O Comitê Nobel, que concedeu o prêmio em função de Obama ter decidido exercer uma “diplomacia multilateral” evidentemente está convencido de que a reinserção dos Estados Unidos no cenário mundial é uma vitória para a paz e a justiça. Eu não tenho tanta certeza. Com nove meses no cargo, Obama já apresenta um evidente currículo como protagonista mundial. Em várias oportunidades os negociadores dos Estados Unidos optaram por não reforçar as leis e protocolos internacionais e sim enfraquecê-los, numa atitude que levou os demais países ricos ao fundo do poço.

Vamos analisar primeiro a questão mais importante. Durante os anos Bush, a diferença entre os Estados Unidos e os políticos europeus era que estes expressavam o seu inalterável compromisso com o Protocolo de Kyoto. Enquanto os Estados Unidos aumentavam em 20 por cento as suas emissões de dióxido de carbono com relação aos níveis de 1990, os países da União Europeia reduziram as suas em 2 por cento. Não é uma maravilha, mas é um claro exemplo de como o distanciamento entre a UE e os Estados Unidos trouxe benefícios concretos para o planeta.

Vamos avançar rapidamente para as negociações sobre o clima que ocorreram há pouco em Bangkok, onde havia grandes expectativas. Esperava-se que as negociações apontassem para um acordo na reunião de Copenhague, a ser realizada em dezembro, que reforçasse de forma significativa o Protocolo de Kyoto. Ao invés disso, no entanto, os Estados Unidos, a UE e os demais países desenvolvidos criaram um bloco unificado que defendeu a anulação e substituição do protocolo de Kyoto.

Enquanto Kyoto estabelecia metas claras e obrigatórias para a redução das emissões, a proposta dos Estados Unidos estabelece que cada país decida quanto vai reduzir e depois submeta essas metas ao controle internacional (sem qualquer garantia de que isso manterá a temperatura do planeta abaixo dos níveis catastróficos). E enquanto Kyoto responsabilizava diretamente os países ricos que geraram a crise, o novo projeto trata a todos os países por igual. Este tipo de propostas sem fundamento não chegam a surpreender quando vem dos Estados Unidos.

O que surpreendeu foi a repentina unidade do mundo rico em torno deste novo projeto, inclusive com a adesão de muitos países que antes elogiavam o protocolo de Kyoto. Aconteceram mais traições: A União Europeia, que tinha anunciado a disposição de investir entre 1,9 e 3,5 bilhões de dólares por ano para ajudar os países em desenvolvimento a se adaptarem à mudança climática, chegou a Bangkok com uma oferta bem menor, uma proposta que está mais alinhada com a dos Estados Unidos, de praticamente… nada.

Antonio Hill, da organização humanitária britânica Oxfam, resumiu assim as negociações: “Quando foi dada a largada, houve uma corrida para o fundo, com os países ricos enfraquecendo os compromissos internacionais que já existiam”. Esta não foi a primeira vez que houve retrocesso na mesa de negociações, deixando como resultado as mesas viradas, com as leis e convenções espalhadas pelo chão.

Obama

Os Estados Unidos desempenharam um papel semelhante na Conferência da ONU sobre o racismo, realizada em Genebra, em abril deste ano.

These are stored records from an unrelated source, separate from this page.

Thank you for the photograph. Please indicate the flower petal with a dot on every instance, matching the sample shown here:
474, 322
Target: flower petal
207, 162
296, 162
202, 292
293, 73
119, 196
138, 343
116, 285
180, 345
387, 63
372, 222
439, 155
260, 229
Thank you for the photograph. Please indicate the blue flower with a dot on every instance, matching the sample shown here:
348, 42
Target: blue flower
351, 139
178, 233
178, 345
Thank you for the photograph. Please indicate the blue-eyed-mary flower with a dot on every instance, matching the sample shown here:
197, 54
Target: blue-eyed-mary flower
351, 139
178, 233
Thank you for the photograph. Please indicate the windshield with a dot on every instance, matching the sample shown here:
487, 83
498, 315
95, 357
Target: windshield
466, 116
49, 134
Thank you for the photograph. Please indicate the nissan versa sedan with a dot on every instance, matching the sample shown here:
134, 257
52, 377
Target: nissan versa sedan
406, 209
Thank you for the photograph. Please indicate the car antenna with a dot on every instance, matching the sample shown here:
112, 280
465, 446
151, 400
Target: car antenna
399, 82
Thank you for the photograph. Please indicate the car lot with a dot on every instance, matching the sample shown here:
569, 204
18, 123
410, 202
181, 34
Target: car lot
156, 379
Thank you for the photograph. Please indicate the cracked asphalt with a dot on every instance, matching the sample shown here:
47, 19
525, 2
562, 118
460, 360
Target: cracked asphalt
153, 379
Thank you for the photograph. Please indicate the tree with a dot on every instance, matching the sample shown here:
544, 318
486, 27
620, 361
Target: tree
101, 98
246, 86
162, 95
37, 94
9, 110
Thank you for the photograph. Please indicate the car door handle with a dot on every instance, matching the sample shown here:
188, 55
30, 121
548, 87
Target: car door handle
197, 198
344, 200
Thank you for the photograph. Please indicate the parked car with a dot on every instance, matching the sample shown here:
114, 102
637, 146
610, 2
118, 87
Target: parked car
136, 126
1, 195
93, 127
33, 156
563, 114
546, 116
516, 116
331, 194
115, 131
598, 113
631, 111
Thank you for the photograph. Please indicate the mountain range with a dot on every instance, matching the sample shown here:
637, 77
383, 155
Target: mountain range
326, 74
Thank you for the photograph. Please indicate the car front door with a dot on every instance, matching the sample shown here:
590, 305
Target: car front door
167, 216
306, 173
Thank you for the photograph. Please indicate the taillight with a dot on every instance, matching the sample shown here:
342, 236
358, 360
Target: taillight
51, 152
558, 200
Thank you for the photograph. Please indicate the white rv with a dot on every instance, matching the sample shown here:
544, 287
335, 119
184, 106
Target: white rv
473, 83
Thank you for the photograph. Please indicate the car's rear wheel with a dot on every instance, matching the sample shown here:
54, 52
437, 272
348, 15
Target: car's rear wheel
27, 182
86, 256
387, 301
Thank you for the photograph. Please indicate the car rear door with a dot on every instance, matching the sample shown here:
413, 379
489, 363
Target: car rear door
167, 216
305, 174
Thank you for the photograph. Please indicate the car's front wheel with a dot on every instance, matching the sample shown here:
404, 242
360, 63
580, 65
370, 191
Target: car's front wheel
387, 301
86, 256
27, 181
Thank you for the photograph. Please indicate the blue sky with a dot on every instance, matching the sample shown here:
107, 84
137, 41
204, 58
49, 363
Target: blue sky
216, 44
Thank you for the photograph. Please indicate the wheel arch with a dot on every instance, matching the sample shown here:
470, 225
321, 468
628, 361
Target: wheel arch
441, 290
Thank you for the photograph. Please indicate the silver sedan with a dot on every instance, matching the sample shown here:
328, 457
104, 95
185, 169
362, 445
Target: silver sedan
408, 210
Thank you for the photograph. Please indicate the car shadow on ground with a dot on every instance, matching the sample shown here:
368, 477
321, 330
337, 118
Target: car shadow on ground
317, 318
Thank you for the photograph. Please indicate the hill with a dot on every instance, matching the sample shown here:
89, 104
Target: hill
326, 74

Depois de conseguir eliminar vários pontos do texto de negociações – nenhuma referência a Israel ou aos palestinos, nada sobre compensações devido à escravidão, etc. – a administração Obama decidiu boicotar a Conferência a qualquer custo, afirmando que o novo texto “reafirma” o documento adotado em 2001 em Durban, na África do Sul.

Trata-se de uma desculpa muito fraca e sem sentido, uma vez que os Estados Unidos não tinham assinado o documento original. O que não teve sentido foi o fato de o gesto ter sido imitado pelo mundo rico. 48 horas depois do anúncio da retirada dos Estados Unidos, a Itália, a Austrália, a Alemanha, os Países Baixos, a Nova Zelândia e a Polônia também tinham se retirado.

Diferente dos Estados Unidos, esses países tinham assinado a declaração de 2001, portanto não tinham motivos para fazer objeções ao documento que a reafirmava. Esse fato foi ignorado pelos países. Assim como aconteceu com as negociações sobre o clima, alinhar-se com Obama, que tem uma reputação impecável, era uma forma fácil de evitar as pesadas obrigações internacionais e, ao mesmo tempo, parecer progressistas – um serviço que os Estados Unidos nunca puderam oferecer durante os anos Bush.

Os Estados Unidos exerceram uma influência negativa semelhante como novo membro do Conselho dos Direitos Humanos da ONU. O seu teste de fogo foi o valente relatório do juiz Richard Goldstone a respeito do ataque israelense a Gaza, no qual apontou que tanto Israel quanto o Hamas tinham cometido crimes de guerra.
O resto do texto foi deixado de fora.